Verweigert der Betriebsrat die Zustimmung zu einer personellen Einzelmaßnahme im Sinn des § 99 Abs. 1 BetrVG, kann der Arbeitgeber beim Arbeitsgericht beantragen, die Zustimmung zu ersetzen (§ 99 Abs. 4 BetrVG). Gegenstand des Verfahrens auf Ersetzung der Zustimmung zu einer Einstellung oder Versetzung nach § 99 Abs. 4 BetrVG ist die Frage, ob die beabsichtigte personelle Maßnahme auf Grund eines konkreten, an den Betriebsrat gerichteten Zustimmungsersuchens des Arbeitgebers angesichts der vom Betriebsrat vorgebrachten Verweigerungsgründe gegenwärtig und zukünftig als endgültige Maßnahme zulässig ist. Verfahrensgegenstand ist nicht die Frage, ob die Maßnahme im Zeitpunkt der Antragstellung durch den Arbeitgeber zulässig war (BAG, 16.01.2007 - 1 ABR 16/06).

4.47 Zustimmungsersetzung - 2

Hat sich der Arbeitgeber bei der Ausübung des Weisungsrechts dahingehend gebunden, seinen Mitarbeiter nur in einer bestimmten Weise einzusetzen, wenn die fachlichen und persönlichen Voraussetzungen für diesen Einsatz erfüllt sind, ist es ihm nicht verwehrt, von diesem Einsatz Abstand zu nehmen, wenn der Betriebsrat die erforderliche Zustimmung zur beabsichtigten Versetzung formal wirksam verweigert. Auch wenn der Arbeitgeber in diesem Fall die Möglichkeit hat, die Zustimmung des Betriebsrats nach § 99 Abs. 4 BetrVG ersetzen zu lassen: Er ist nicht verpflichtet, das Zustimmungsersetzungsverfahren zu beantragen (BAG, 16.03.2010 - 3 AZR 31/09).

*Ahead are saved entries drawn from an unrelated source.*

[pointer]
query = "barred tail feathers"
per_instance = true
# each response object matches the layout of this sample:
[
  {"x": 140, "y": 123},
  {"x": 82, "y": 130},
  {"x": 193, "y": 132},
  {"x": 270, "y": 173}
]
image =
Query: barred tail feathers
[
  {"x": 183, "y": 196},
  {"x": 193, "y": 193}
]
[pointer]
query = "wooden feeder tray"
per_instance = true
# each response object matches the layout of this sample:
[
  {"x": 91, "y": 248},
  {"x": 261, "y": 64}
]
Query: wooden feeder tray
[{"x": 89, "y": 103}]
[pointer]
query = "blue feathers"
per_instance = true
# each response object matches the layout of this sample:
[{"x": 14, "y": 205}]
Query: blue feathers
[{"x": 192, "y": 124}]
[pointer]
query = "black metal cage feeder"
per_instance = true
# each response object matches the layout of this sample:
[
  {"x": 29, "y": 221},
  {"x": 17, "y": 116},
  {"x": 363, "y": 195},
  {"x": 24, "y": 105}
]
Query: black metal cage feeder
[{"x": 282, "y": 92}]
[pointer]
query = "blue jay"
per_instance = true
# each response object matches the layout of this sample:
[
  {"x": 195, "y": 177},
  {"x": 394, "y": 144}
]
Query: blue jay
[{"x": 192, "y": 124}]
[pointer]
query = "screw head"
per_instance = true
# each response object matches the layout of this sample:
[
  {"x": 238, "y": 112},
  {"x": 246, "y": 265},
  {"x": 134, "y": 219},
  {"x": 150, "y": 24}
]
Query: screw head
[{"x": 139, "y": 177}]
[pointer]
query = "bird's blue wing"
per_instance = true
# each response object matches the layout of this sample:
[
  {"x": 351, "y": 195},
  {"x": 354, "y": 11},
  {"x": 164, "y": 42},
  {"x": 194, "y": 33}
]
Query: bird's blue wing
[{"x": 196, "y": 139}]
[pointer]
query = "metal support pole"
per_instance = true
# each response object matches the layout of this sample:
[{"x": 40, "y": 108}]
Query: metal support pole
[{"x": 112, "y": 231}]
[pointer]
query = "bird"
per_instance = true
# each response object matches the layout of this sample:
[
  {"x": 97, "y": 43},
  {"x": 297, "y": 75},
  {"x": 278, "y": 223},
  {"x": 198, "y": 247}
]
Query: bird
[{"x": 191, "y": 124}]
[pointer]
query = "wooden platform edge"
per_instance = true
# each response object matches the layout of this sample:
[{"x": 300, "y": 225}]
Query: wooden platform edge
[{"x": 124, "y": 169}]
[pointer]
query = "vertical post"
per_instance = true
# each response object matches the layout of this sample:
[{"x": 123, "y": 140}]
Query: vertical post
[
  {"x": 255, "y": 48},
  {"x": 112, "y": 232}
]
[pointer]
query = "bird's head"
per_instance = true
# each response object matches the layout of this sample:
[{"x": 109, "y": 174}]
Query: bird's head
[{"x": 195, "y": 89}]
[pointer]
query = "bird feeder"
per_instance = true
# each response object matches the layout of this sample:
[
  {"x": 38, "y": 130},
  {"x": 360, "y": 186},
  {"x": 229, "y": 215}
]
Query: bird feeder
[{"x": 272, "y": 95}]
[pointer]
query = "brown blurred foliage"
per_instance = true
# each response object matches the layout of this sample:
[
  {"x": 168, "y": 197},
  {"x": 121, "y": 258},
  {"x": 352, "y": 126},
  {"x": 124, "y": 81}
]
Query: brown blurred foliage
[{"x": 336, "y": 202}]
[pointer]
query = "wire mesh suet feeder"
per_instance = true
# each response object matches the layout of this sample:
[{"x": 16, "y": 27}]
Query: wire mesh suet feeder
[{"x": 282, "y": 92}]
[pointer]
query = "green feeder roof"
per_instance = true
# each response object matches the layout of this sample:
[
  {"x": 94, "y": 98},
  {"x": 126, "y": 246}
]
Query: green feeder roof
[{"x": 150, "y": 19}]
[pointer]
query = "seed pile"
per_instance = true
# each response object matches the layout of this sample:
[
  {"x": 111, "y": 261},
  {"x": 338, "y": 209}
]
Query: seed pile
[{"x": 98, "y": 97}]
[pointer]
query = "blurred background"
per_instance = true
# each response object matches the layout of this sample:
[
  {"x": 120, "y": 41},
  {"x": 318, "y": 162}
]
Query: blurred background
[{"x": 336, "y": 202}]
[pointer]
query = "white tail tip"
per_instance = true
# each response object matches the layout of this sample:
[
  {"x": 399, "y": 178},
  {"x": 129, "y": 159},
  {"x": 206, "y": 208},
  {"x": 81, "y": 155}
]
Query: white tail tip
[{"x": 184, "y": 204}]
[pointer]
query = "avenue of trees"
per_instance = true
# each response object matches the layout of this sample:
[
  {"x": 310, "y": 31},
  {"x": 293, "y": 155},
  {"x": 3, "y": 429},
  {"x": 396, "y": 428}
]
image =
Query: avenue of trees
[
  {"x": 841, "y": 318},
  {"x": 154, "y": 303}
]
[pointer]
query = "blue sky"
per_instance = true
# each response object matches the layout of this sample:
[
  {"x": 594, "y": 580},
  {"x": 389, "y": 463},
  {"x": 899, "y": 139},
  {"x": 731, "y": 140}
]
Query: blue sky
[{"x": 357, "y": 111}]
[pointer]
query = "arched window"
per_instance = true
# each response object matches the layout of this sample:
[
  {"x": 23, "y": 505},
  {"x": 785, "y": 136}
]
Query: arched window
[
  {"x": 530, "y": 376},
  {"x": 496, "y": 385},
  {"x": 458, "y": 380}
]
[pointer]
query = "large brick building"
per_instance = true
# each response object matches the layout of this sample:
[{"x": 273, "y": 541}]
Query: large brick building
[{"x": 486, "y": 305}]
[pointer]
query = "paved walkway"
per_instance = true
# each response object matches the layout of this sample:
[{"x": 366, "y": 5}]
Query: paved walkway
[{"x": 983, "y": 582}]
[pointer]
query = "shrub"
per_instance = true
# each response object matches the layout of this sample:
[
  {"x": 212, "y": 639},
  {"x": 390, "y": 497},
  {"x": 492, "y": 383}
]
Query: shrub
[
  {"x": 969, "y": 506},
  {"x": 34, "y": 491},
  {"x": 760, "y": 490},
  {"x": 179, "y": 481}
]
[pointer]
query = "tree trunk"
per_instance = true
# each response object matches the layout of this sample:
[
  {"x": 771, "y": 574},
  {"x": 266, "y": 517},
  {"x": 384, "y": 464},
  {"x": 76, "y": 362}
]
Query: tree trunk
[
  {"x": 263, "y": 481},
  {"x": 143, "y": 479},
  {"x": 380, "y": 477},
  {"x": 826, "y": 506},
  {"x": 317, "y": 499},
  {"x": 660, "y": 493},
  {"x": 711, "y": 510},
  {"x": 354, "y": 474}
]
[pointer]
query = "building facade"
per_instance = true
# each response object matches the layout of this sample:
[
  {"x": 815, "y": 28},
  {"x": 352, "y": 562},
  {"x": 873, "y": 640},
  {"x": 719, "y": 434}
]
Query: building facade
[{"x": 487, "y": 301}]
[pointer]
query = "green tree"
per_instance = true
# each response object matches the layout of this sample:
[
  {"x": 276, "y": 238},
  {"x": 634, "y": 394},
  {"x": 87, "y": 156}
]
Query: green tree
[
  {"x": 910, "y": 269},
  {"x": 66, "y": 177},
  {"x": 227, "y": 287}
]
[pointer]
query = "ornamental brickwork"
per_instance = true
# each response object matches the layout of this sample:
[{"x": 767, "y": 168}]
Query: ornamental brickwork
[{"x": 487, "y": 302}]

4.48 Zustimmungsersetzung - 3

Der Betriebsrat kann seine Zustimmung zu einer personellen Einzelmaßnahme des Arbeitgebers nach Maßgabe des § 99 Abs. 2 BetrVG verweigern. Der Arbeitgeber gerät in diesem Fall dann - bildlich gesprochen - in eine Zwickmühle: Auf der einen Seite hat er dem Arbeitnehmer, den die personelle Einzelmaßnahme betrifft, etwas versprochen, das er ohne Zustimmung des Betriebsrats nicht halten kann. Zum anderen bietet das Gesetz dem Arbeitgeber in diesem Fall mit § 99 Abs. 4 BetrVG die Möglichkeit, beim Arbeitsgericht zu beantragen, die Zustimmung seines Betriebsrats zu ersetzen. Trotzdem bedeutet das für das Verhältnis Arbeitgeber/Arbeitnehmer: "Die vertragliche Rücksichtnahmepflicht nach § 241 Abs. 2 BGB begründet keine Verpflichtung des Arbeitgebers, ein gerichtliches Zustimmungsersetzungsverfahren durchzuführen, wenn der Betriebsrat die nach § 99 Abs. 1 Satz 1 BetrVG erforderliche Zustimmung zur Einstellung des Arbeitnehmers verweigert" (BAG, 21.02.2017 - 1 AZR 367/15 - Leitsatz).